Other images on social media showed Macron playing the rebel Maverick from the Top Gun franchise, while facing off to Trump.
“These sunglasses were unintentionally a very fitting visual vocabulary for the message he wanted to convey,” said communications professor Philippe Moreau-Chevrolet at Paris’s Sciences Po university.
“It gave a Hollywood-style dimension — cool and masculine at once — that answered Trump.”
Trump mocked the look, stating: “I watched him yesterday with those beautiful sunglasses. What the hell happened?“
“But I watched him sort of be tough,” Trump added, after Macron said France rejected “bullies.”

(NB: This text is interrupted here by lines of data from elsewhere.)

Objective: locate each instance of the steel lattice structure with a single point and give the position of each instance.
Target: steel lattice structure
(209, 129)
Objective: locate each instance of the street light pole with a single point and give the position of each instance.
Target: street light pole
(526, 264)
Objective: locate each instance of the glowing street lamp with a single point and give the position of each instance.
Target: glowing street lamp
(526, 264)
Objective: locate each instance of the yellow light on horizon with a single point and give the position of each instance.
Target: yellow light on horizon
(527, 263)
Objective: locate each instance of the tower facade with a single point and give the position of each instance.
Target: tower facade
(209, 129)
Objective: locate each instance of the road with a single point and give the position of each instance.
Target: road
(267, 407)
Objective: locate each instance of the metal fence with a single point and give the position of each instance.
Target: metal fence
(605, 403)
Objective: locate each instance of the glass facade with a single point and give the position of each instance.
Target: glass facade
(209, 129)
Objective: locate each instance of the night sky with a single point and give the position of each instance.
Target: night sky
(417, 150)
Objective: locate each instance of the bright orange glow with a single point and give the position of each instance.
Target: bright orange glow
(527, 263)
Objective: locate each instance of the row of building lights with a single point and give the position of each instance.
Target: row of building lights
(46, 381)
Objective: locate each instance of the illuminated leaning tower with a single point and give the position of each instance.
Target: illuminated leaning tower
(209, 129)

The UK’s Telegraph newspaper published the headline “Can Macron’s sunglasses save the West?” in an analysis of the heated and divisive tone taken by largely male world leaders at the summit.
“Testosterone is the primary currency in Davos this year, and the French president’s aviators have placed him at the top of the pecking order,” the Telegraph wrote.
The hype surrounding Macron’s look led to a surge in traffic to the French eyewear maker Henry Jullien’s website, causing it to crash.
“Our eShop website is experiencing an exceptional volume of visits and enquiries” following the “significant visibility” given to the sunglasses by Macron, said a notice on the brand’s website.
It added that it had launched a “temporary page” featuring solely the ‘Pacific’ model worn by Macron, “to ensure stable and secure access for everyone.”